Once the gold particles were segmented, the objects could be further filtered to enrich for the truthful pixels corresponding to gold particles and ultimately to associate gold particles with their parent synaptic boutons. All filters and associations are captured by Vision4D. Any feature or tag in this database can be used as a basis for sorting, for computation of custom object features, and can be visualized with colors and gradients.
The final product of the pipeline was an object database mapping to the original image pixel locations (See F below). Various morphometric parameters are visualized at their original image location, while maintaining the positional relation of an object to the overall population. In this case, the original pixels were hidden and the image displays the terminal synaptic bouton-objects with mitochondria excluded. The color coding is based on the terminal’s concentration of GABA-encoding gold particles. Since the distribution is skewed, the red in the color table has also been skewed proportionally to highlight the fewer strongly labeled synaptic boutons.
Color coding GABA terminal density distribution in the mouse hypoglossal nucleus: A (WT) and B (LgDel), high magnification (80,000x/SFV) tile stitched SEM images of the XIIN (highlighted previously above) showing color coding distribution of all synaptic terminals where 10 nm-gold particles were segmented. Notice the shift to the blue (less dense) side in the LgDel animals, representing a decrease in the GABA content of presynaptic terminal in the XIIN versus WT animals.
Quantitative analysis of GABA content in presynaptic terminals from the hypoglossal nucleus of LgDel animals using post-embedding immunogold labeling and SEM:
A) The number of GABA-GP significantly diminished in the LgDel animals while their distribution shifted to the left side showing the largest peak at 20 GP per terminal in comparison with the WT group where peak moves to 40 GP per terminal.
B) Also, the presynaptic terminals area significantly decreased in LgDel group versus WT animals, supporting the idea of smaller terminals in LgDel model, the distribution of the areas in this model was higher for the smallest values, even when the number of terminals analyzed between groups (same area size) was similar.
C) The density of GABA GP/distribution in the XIIN presynaptic terminals was lower in the LgDel group, which strongly indicates that the inhibitory neurotransmission of this nucleus in this animal model is altered due to a decrease in GABA content in presynaptic terminals. (****Mann-Whitney test- two tailed p<0.0001).

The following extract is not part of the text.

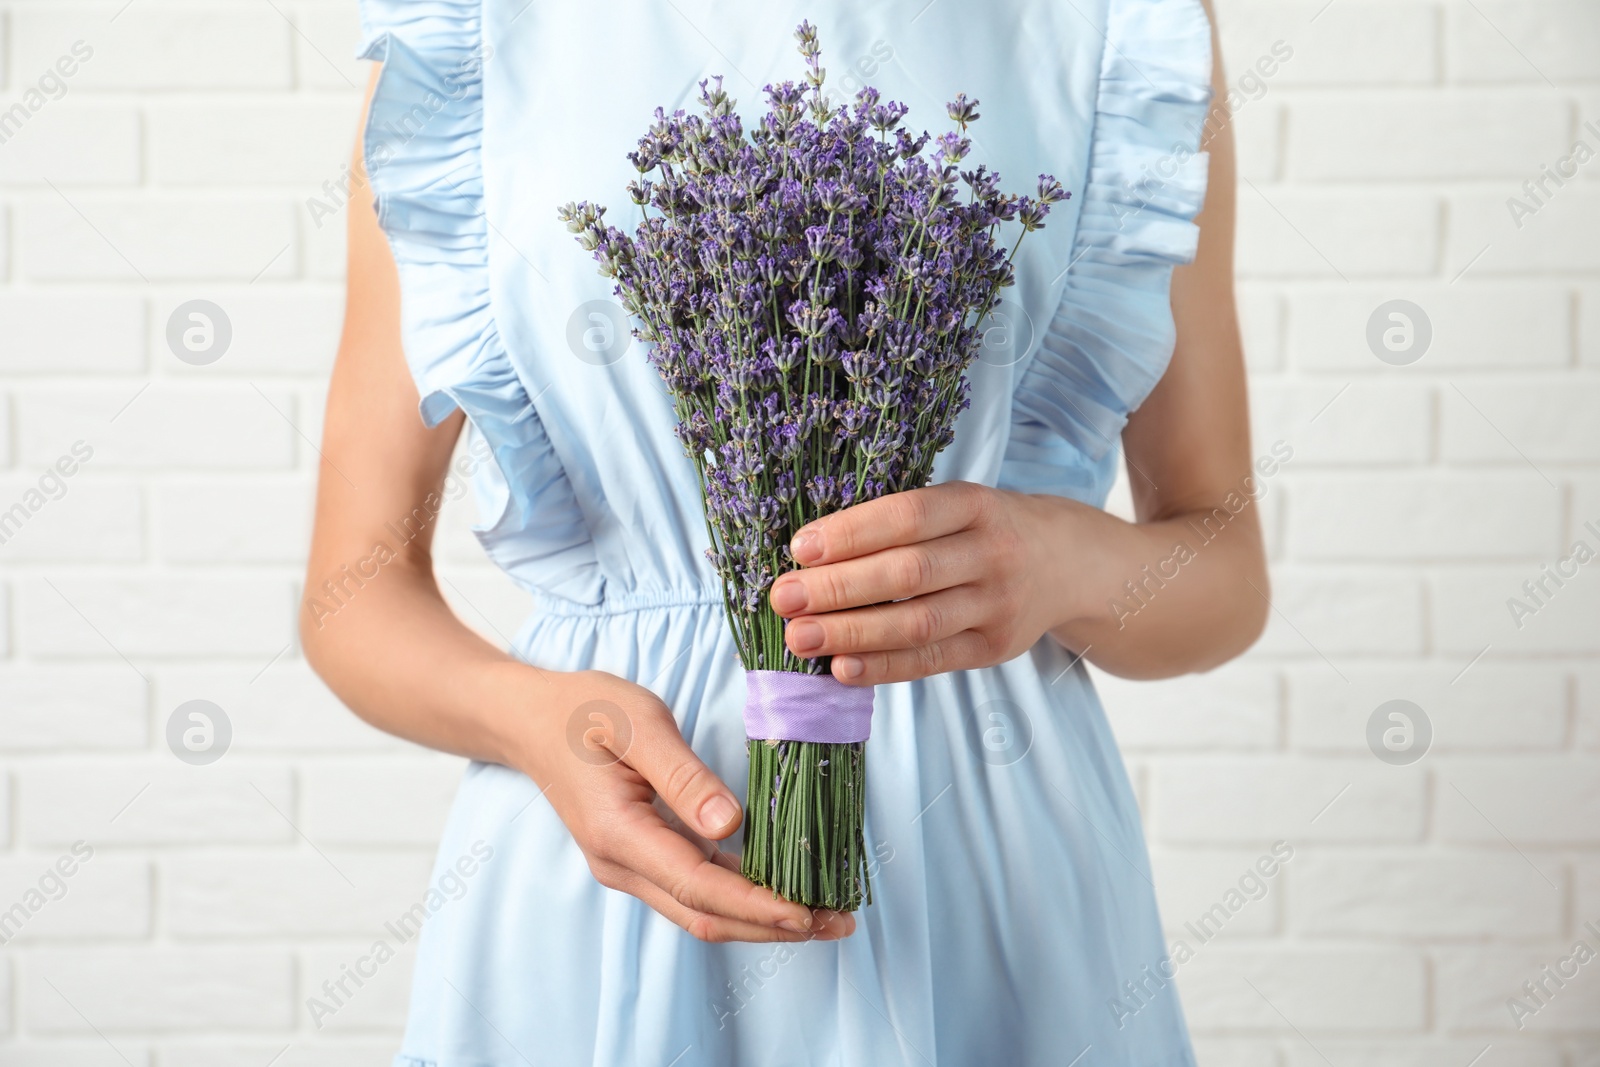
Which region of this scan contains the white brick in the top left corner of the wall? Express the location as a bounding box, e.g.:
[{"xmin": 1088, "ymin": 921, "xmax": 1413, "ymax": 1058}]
[{"xmin": 11, "ymin": 3, "xmax": 291, "ymax": 91}]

Source Data specifications
Sample preparation and imaging were done by Cheryl Clarkson-Paredes, Chris Brantner, and Anastas Popratiloff at the George Washington University Nanofabrication and Imaging Center. These data were presented in stages at the Microscopy and Microanalysis and the Society for Neuroscience research conferences in 2018.

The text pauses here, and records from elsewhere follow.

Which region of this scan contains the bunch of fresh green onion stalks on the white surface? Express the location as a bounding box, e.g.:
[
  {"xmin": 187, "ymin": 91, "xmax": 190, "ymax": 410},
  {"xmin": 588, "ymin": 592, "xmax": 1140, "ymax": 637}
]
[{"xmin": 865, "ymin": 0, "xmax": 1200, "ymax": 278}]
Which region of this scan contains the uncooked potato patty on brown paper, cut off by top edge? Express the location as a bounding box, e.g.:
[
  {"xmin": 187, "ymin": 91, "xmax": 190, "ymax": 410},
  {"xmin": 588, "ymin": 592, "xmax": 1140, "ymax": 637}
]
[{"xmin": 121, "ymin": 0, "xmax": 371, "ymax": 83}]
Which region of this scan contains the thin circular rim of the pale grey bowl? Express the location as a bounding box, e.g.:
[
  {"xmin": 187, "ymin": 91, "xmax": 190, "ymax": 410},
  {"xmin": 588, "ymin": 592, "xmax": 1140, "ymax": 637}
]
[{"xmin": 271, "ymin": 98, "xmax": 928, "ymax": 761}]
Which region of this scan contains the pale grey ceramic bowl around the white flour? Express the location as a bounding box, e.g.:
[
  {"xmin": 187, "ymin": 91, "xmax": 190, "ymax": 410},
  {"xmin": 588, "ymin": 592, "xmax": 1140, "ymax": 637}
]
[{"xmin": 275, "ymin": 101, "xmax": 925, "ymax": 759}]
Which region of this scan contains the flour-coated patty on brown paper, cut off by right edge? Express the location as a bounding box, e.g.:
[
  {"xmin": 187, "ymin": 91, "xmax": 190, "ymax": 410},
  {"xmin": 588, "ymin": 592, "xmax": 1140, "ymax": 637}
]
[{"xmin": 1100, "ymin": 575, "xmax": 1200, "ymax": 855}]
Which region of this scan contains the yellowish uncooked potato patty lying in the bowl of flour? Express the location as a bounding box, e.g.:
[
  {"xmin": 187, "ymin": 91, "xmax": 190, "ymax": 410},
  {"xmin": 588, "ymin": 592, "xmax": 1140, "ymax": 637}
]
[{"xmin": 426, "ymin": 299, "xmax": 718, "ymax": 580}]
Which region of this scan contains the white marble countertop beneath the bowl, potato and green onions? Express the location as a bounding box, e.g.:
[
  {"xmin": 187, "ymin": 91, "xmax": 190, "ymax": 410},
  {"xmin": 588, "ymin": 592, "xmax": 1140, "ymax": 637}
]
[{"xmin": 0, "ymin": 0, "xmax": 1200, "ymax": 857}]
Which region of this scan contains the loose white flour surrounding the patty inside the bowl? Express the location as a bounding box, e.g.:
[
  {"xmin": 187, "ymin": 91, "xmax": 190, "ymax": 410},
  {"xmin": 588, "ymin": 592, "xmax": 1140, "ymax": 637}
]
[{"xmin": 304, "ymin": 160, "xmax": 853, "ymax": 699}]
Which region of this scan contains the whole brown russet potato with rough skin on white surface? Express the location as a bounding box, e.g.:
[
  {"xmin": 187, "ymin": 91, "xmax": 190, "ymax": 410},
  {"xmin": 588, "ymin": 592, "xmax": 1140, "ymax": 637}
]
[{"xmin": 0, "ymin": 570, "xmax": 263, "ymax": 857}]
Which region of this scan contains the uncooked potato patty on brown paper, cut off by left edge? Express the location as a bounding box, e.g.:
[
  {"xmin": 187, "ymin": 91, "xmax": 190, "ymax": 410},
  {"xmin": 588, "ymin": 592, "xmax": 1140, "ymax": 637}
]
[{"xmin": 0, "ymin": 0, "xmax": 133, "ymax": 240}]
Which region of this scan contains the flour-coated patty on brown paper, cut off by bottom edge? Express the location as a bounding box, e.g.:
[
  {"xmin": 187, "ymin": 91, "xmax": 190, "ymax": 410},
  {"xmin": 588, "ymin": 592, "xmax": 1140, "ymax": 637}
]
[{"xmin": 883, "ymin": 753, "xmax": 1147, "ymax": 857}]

Tissue sections were first mounted on silicon wafers and then processed for post-embedding immunogold following conventional protocol. They pre-treated the sections for epoxy resin etching with 1% sodium metaperiodate by 20 min, then sections were pre-blocked with 1% NGS for 10 min and then incubated with a rabbit anti-GABA (A2052 Sigma-Aldrich) in TBST containing 1% NGS for 3 hr. at 37oC. Primary antibody was recognized with a goat anti-Rabbit IgG gold-conjugated, 10 nm diameter secondary antibody (15726-1 Ted Pella) in TBST containing 1% NGS and polyethylene glycol (5mg/ml) for 1 hour at 37oC.

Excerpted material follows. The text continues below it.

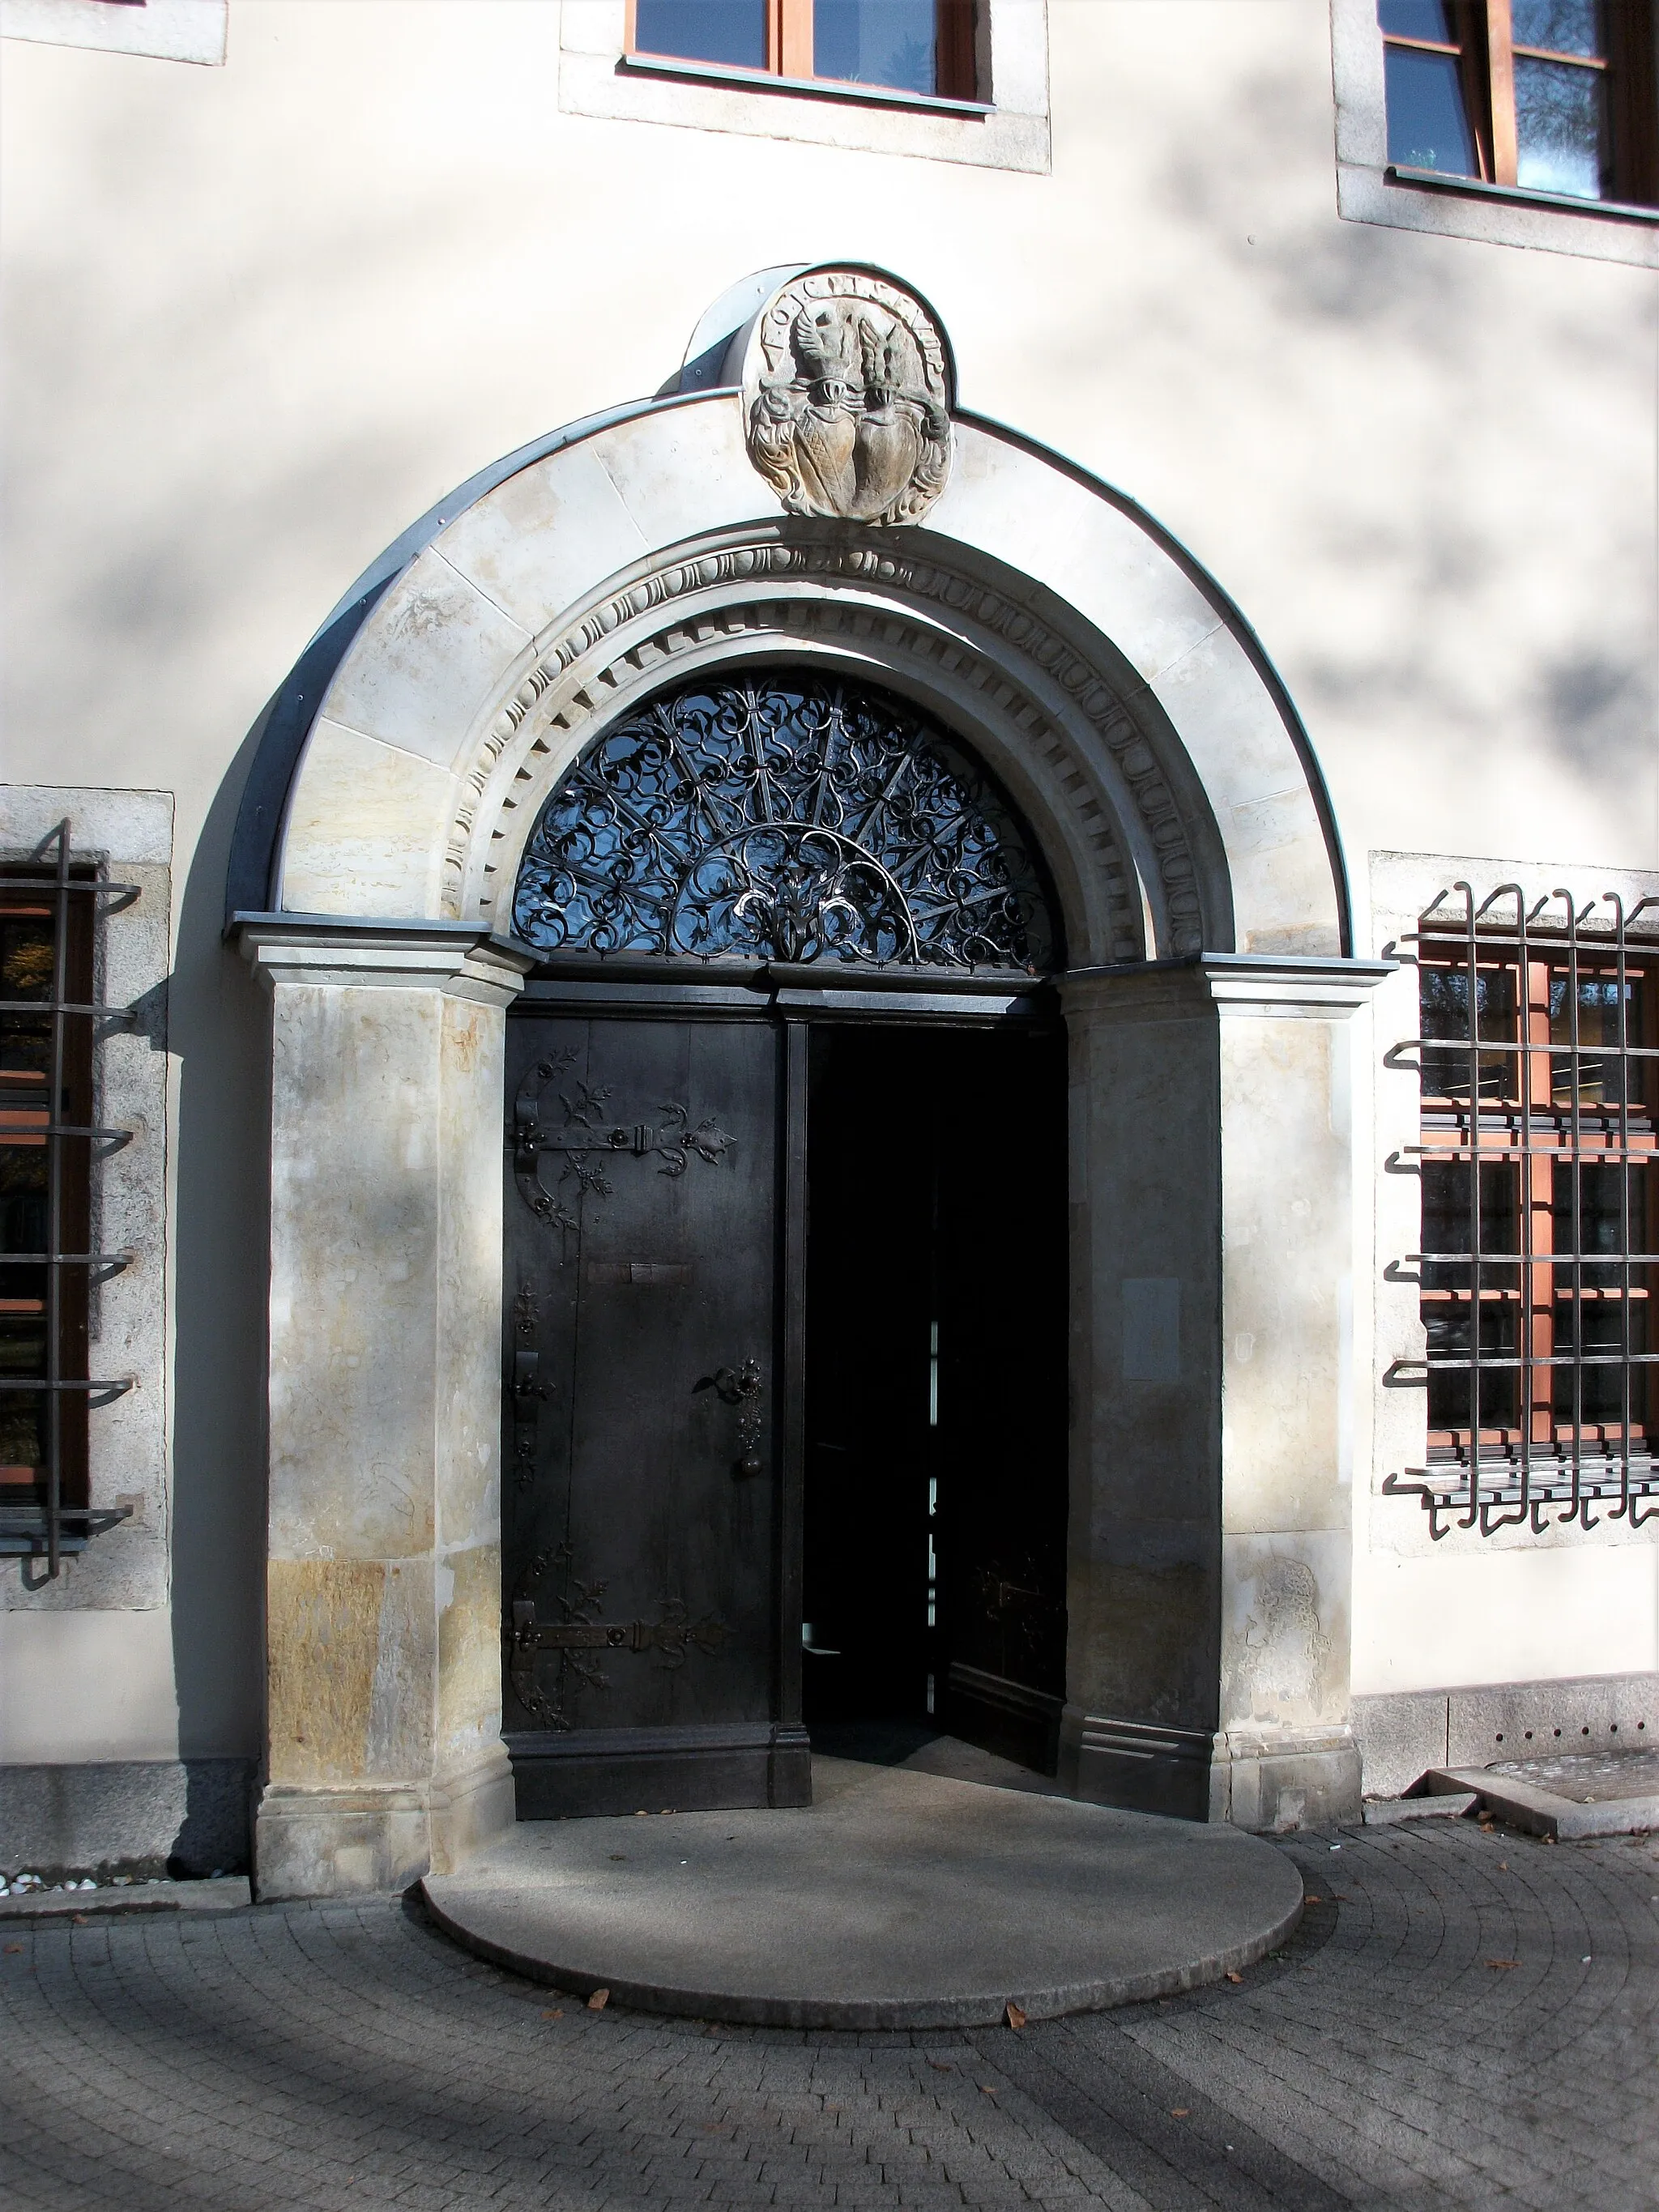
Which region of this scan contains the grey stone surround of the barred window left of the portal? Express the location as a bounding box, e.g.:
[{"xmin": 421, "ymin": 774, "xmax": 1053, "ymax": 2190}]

The uses a Helios NanoLab 660 SEM (Thermo Fisher, FEI) with concentric backscattering detector in immersion mode. Individual images were taken at HFV of 6.38um (3072x2048 px). Gold particles encoding GABA are readily distinguishable, and appear round. To increase the sampling of GABA positive and negative synaptic terminals, they stitched large areas (119x102 um, 70645x60616 px) of the hypoglossal nucleus, producing massive data sets.